The Melbourne Incident

Okay, so: we left Albury for Melbourne on Sunday, planning to get there in the afternoon at which time I'd hang out with an ex-girlfriend of mine for a little while, not having seen her in several months. Meanwhile, Edie would see her ex-boyfriend in Melbourne, or so the reasoning went. But of course the train got trapped in the hideous village of Violet Town for some two and a half godforsaken hours, so we were very late and my ex was pretty shitty. I went to hang out with her and we chatted for a while but things degenerated fairly quickly and next thing she's storming back to her car to drive off. It's at this exact moment that I suddenly remember that my passport is in my backpack and my backpack is in the car, where I left it because, well, I'm lazy. I run to the passenger side door and pull it open, just as she hits the reverse and comes straight at me. I do the only thing I can do: I jump onto the open door, clinging like a cat to a curtain. Either she doesn't see me or she was really angry at me; because she then pulls out into Melbourne's main street doing 80k/hr, with me flapping back and forth against the car screaming "Ohgodpleasestopstopstopohshitpleasestopohgodstop" before we finally come to a halt, some two hundred metres later. No injuries, but I did cry like a little girl.

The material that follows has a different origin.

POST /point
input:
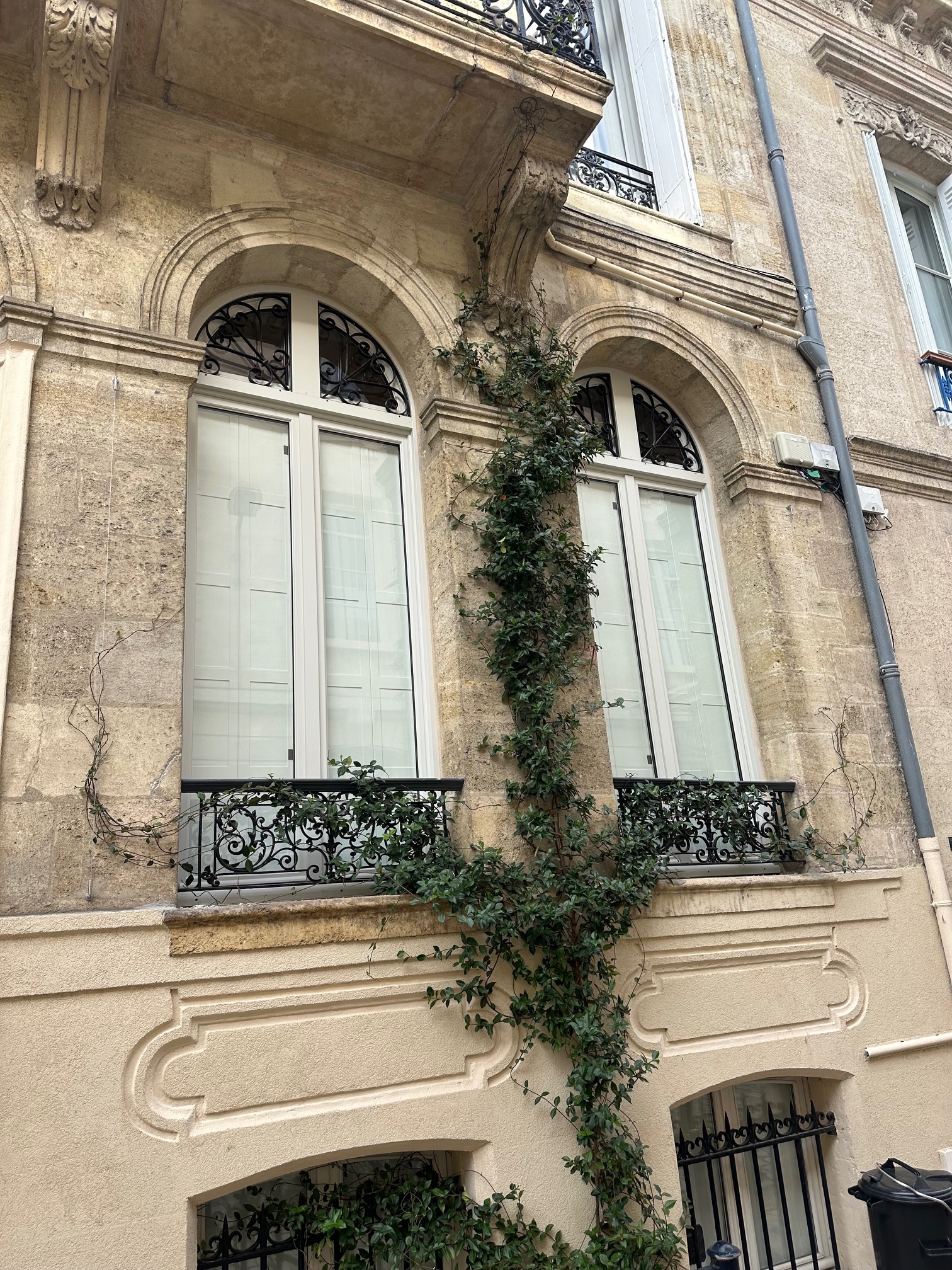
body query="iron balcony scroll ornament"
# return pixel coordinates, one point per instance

But back to our main story...

Anyway, we fly to Phnom Penh, which is a whole different ballgame from Bangkok. Dusty little streets full of crumbling old french villas, the roads awash with a sea of motorbikes, bicycles and pedicabs going every conceivable direction. We found a little guesthouse down by the lake (well, okay: we got out of the cab and were physically pushed, by by two competing mobs of touts, into a completely random guesthouse on the lake) which had a rickety old pool table and a well-stocked bar and a deck overlooking all the villages. We put our stuff in our room while our host, a rather camp Cambodian named Jerry, told us about the place, about the check-out time and the restaurant and then -

"And, of course, just tell me how much marijuana you want with the room and I'll go get it for you."

and then -

"Tomorrow maybe I take you down to the shooting range and we shoot AK-47s and M-16s? We can shoot targets, plates, beer bottle, maybe a duck or a chicken or a cow?"

and then -

"If you go to our restaurant and pay $1.50, we put magic mushrooms on pizza for you, my friend."

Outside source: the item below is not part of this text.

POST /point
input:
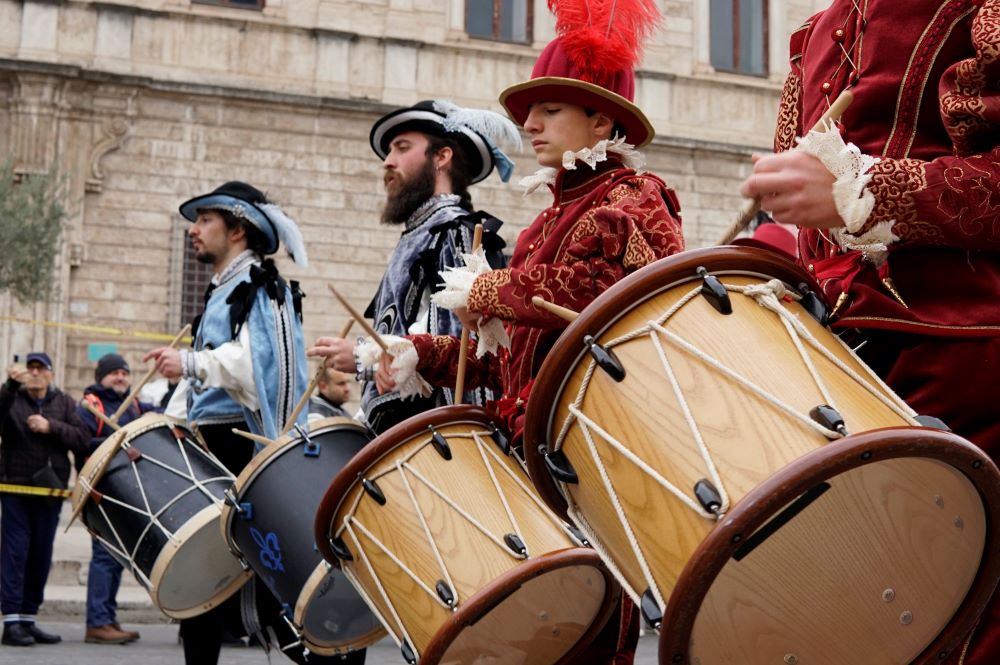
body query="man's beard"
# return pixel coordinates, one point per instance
(409, 196)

Welcome to Cambodia: the land where anything goes. It's a harder, crueller place than Bangkok - we've been ripped off twice already - but the people are beautiful and it's all extremely pretty and as we sat out on that hazy deck and watched lightning peal down across the other side of the lake, the geckos barking in short yelps and the children next door laughing and screaming, for a moment in our wretched little lives we were perfect, immaculate beings in the jungle, on the lake, under the stars.